Почти два года прошло с того дня, как мы встретились с ним на пароходе «Киров» в Каспийском море. Это было как раз в день великого противостояния Марса. И долго мы с Амедом смотрели в тот вечер с борта корабля на круглую ярко-красную, словно смородинка, звезду, низко плывшую над горячим малахитовым горизонтом Каспия. Я рассказала ему тогда о Расщепее, о дружбе с ним, о звездах и, когда наступила ночь, долго водила моего нового знакомого по звездным дорожкам Вселенной. Зато потом, в Туркмении, Амед стал моим верным проводником в прогулках по незнакомой и очень интересной земле. Мы очень подружились в то лето. И брат мой Георгий брал нас с собой в далекие поездки по пескам, где он разведывал будущие пути воды. Жарко было там и пронзительно сухо. Все вокруг жаждало воды, все молило о влаге — и сухая, потрескавшаяся земля, и пески, горячие, как зола, и испепеленные листья, — все шелестело: «Су!.. Су!..» А «су» по-туркменски — это вода. И Георгий рассказывал о том, как через черные пески Каракумов побежит свежая вода, когда построят канал, которым соединят Мургаб с Амударьей и Теджен с Мургабом. Мы ездили верхом. Амед научил меня правильно держаться на лошади. А лошади там были замечательные — статные, гордо ступающие. Нас сопровождали туркмены, старики в халатах и огромных шапках «тельпеках», похожих на косматый воз сена. Молодые джигиты носили толстовки, из верхних карманов которых торчали вечные ручки — это была в аулах, видимо, общая новая мода, — на юношах были галифе, но на ногах не сапоги, а легкие туфли вроде чувяк. Меня удивляло, что многие из юношей продолжают носить большие косматые шапки. Носил иногда такую и Амед; он объяснял мне, что в этой шапке не болит от солнца голова.
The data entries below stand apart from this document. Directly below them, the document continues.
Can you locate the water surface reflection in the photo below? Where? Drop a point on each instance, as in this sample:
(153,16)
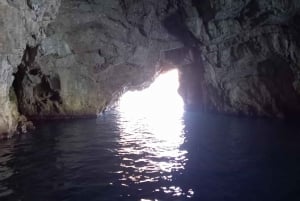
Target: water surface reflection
(151,137)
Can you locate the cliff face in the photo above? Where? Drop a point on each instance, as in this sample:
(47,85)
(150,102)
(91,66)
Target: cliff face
(250,56)
(92,52)
(21,23)
(70,58)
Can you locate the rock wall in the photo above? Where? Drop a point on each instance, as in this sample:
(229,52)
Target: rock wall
(21,23)
(249,52)
(75,57)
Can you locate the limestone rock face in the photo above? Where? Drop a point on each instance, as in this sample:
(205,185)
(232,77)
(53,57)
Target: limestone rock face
(21,23)
(249,52)
(92,52)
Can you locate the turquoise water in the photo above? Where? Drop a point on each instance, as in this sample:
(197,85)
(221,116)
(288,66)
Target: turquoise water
(192,156)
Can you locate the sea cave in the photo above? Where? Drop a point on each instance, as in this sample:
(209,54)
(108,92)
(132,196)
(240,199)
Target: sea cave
(149,100)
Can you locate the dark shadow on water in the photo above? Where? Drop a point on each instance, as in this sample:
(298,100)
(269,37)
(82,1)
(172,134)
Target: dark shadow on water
(228,158)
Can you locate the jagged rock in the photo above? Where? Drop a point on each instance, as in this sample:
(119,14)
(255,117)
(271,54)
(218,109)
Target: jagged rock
(94,51)
(20,25)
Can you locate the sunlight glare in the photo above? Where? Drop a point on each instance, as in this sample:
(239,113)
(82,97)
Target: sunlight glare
(161,99)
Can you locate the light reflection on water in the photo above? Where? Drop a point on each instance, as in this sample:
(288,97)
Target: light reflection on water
(152,132)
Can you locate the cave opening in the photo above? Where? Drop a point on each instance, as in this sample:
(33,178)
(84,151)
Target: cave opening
(161,100)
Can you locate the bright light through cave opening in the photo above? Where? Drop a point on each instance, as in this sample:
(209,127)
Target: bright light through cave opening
(161,100)
(152,129)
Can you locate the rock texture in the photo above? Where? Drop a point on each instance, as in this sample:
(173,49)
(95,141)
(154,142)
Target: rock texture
(249,52)
(75,57)
(92,52)
(21,23)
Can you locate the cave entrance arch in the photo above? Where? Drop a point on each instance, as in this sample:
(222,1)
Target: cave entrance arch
(160,100)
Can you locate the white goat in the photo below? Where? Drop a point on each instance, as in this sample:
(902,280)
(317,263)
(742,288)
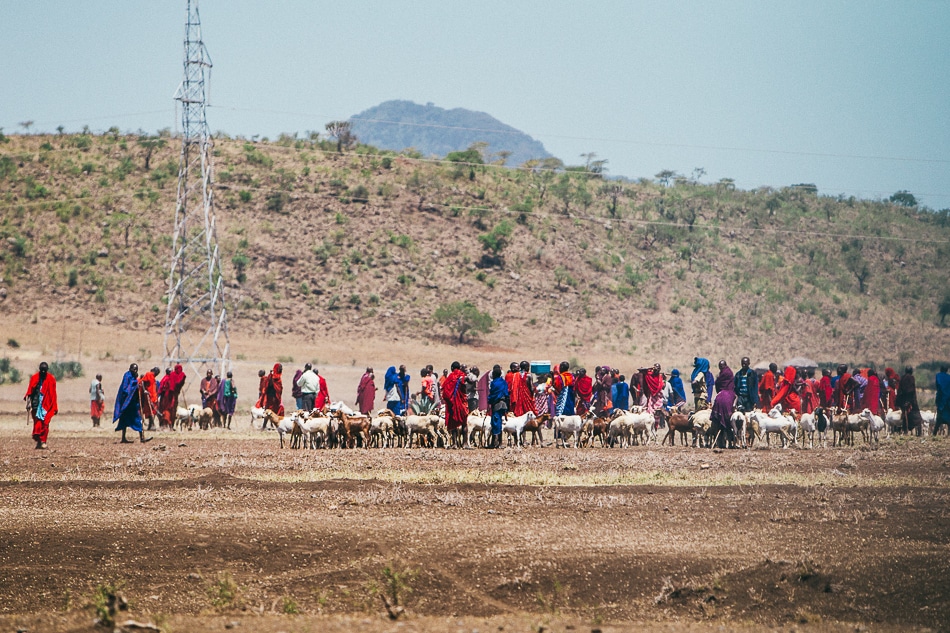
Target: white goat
(427,425)
(514,425)
(284,425)
(875,425)
(807,425)
(257,415)
(478,425)
(565,425)
(182,417)
(777,423)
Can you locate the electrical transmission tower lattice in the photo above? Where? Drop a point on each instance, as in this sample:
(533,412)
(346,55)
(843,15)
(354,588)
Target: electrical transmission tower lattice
(196,320)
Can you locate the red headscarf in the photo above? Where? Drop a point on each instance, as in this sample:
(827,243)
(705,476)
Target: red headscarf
(274,391)
(653,381)
(786,395)
(456,411)
(176,379)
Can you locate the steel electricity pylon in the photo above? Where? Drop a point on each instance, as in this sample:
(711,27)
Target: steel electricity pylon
(196,319)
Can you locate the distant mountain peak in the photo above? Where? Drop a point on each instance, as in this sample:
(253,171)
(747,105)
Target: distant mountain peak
(435,131)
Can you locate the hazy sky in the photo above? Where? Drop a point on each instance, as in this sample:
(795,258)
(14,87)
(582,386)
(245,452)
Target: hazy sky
(852,96)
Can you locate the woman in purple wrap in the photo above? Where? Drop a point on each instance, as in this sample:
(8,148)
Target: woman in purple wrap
(723,407)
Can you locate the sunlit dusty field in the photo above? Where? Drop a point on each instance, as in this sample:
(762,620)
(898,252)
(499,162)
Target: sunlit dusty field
(204,530)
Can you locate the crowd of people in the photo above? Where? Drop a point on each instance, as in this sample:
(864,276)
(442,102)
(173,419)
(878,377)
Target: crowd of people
(460,389)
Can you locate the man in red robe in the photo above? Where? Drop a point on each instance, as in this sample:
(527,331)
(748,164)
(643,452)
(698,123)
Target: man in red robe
(584,388)
(892,381)
(652,381)
(825,390)
(843,389)
(366,392)
(41,403)
(786,395)
(809,392)
(872,393)
(510,379)
(274,390)
(521,390)
(148,396)
(323,394)
(261,383)
(456,402)
(168,392)
(767,385)
(209,395)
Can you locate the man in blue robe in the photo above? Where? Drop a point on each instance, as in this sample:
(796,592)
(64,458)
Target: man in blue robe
(620,395)
(677,391)
(747,387)
(498,399)
(127,413)
(943,399)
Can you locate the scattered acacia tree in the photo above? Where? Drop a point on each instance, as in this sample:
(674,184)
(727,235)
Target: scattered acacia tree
(853,253)
(497,239)
(472,155)
(150,144)
(342,133)
(944,308)
(904,198)
(462,318)
(665,176)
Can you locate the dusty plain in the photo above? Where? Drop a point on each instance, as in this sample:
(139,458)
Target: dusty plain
(205,531)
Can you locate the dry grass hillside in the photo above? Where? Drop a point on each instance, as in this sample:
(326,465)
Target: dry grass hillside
(365,244)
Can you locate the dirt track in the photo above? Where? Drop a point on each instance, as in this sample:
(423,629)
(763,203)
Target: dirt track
(821,539)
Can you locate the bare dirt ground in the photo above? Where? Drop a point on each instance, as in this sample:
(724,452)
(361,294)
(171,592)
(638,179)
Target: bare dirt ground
(211,530)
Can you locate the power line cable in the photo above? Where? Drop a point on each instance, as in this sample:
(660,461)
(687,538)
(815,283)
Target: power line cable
(590,218)
(604,140)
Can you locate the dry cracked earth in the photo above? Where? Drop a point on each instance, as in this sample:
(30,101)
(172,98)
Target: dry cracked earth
(208,531)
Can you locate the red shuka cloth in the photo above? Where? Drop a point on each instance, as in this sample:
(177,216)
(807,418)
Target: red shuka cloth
(522,400)
(653,383)
(323,395)
(148,397)
(841,395)
(456,402)
(169,391)
(274,391)
(767,388)
(872,395)
(50,405)
(366,394)
(825,392)
(786,396)
(584,388)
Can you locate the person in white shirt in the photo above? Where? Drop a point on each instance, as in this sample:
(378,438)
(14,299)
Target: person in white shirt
(309,384)
(97,400)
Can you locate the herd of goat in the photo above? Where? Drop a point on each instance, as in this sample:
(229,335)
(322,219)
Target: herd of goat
(338,426)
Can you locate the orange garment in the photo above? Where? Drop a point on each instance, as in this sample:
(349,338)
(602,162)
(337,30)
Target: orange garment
(148,395)
(786,395)
(48,404)
(767,388)
(522,400)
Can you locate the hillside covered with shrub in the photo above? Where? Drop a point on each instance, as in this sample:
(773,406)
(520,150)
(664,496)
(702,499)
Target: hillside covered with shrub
(366,243)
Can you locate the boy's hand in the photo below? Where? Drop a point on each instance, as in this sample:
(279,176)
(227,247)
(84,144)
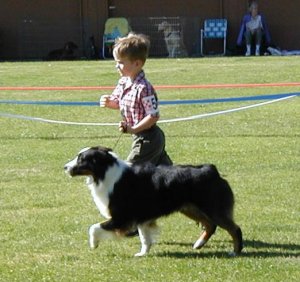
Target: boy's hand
(123,126)
(104,100)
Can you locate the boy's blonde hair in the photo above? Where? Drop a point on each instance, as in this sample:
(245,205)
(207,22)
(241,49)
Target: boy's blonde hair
(133,46)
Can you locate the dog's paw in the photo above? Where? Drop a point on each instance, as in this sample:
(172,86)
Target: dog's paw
(140,254)
(93,236)
(199,244)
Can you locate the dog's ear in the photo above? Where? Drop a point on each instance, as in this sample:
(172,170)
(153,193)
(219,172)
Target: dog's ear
(105,149)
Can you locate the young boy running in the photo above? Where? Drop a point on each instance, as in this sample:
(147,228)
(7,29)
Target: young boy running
(136,98)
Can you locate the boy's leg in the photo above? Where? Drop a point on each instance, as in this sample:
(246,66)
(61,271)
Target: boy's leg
(149,147)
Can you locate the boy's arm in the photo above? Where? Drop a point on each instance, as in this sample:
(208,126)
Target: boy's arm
(146,123)
(106,102)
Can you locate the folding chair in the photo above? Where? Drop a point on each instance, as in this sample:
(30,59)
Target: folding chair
(114,28)
(214,29)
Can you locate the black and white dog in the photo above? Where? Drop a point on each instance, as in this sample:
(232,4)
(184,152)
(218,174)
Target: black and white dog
(134,196)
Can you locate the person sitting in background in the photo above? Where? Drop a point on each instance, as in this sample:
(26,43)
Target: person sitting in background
(253,26)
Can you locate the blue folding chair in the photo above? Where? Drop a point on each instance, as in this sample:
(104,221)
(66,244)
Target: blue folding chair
(214,29)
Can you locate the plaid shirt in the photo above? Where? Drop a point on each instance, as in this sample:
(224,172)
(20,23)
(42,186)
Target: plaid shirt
(136,99)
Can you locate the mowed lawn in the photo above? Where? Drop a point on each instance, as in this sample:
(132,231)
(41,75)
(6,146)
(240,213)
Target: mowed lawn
(44,215)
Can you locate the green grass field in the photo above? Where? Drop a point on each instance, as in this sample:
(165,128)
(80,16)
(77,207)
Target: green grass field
(44,215)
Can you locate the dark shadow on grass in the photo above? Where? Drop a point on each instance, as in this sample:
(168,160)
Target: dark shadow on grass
(252,248)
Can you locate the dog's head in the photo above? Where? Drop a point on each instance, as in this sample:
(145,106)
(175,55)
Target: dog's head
(93,161)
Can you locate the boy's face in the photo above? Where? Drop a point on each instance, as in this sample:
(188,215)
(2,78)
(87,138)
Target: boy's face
(128,68)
Старики уважали моего брата и говорили, что Москва велела ему привести воду в пустыню. Застенчивые и бесшумные туркменские женщины, повязав головы халатами своих мужей, издали следили за нами, когда мы бродили по берегам желто-водного Мургаба, любуясь высокими тростниками на плавнях… Амед познакомил меня со своими родными. Отца уже давно не было в живых. Его много лет назад убили богатые баи-кулаки, пытавшиеся восстать против Советской власти. Отец Амеда был, по рассказам, веселым и отважным человеком. И когда ему отказали в невесте, требуя за нее огромный выкуп — калым, непосильный для бедняка, он среди бела дня похитил свою любимую Огюльсолтан. Мать Амеда, Огюльсолтан, высокая, тонкобровая, как сын, хорошо знала Георгия, работала в совхозе и была членом горсовета. Сперва она мне показалась гордой и неприязненной, а потом мы с ней сошлись по-хорошему. Я ей показала новые свои собственные вышивки и научила ее вышивать крестиком. И пока я гостила у брата, почти каждый день заходила к ним. Однажды, когда мы сидели и пили зеленый чай из широких пиал, мать Амеда, вздохнув и отведя в сторону глаза, вдруг заговорила о том, что было время, когда они жили в кибитке, а теперь дом у них очень хороший и просторный, всего в нем достаточно, но нет в доме гелин. Амед недовольно свел брови. «Что такое гелин?» — спросила я у него, когда мать вышла. Он очень покраснел, а потом сказал: «А ну, не обращай, тебя прошу, на это внимание. Глупый разговор! Зачем тебе знать…» Но я почувствовала, что он хочет скрыть от меня что-то, и так пристала к Амеду, что в конце концов он сказал: «Ну, гелин — это по-нашему значит невестка… Ай, глупый разговор!» И он весь залился краской. Тут уж мне стало очень смешно. Уж не меня ли прочила на будущее мать Амеда в свои невестки? Я посмотрела на Амеда и стала хохотать. Амед сперва смотрел на меня очень строго и обиженно, а потом тоже стал смеяться. И, конечно, больше мы об этом никогда не говорили. Мы очень хорошо дружили с Амедом. А когда кончилось лето, надо было вернуться в Москву, в школу, мне было жалко расставаться с Амедом, хотя меня и тянуло уже домой. Но мы обещали писать друг другу и сохранить дружбу навсегда-навсегда.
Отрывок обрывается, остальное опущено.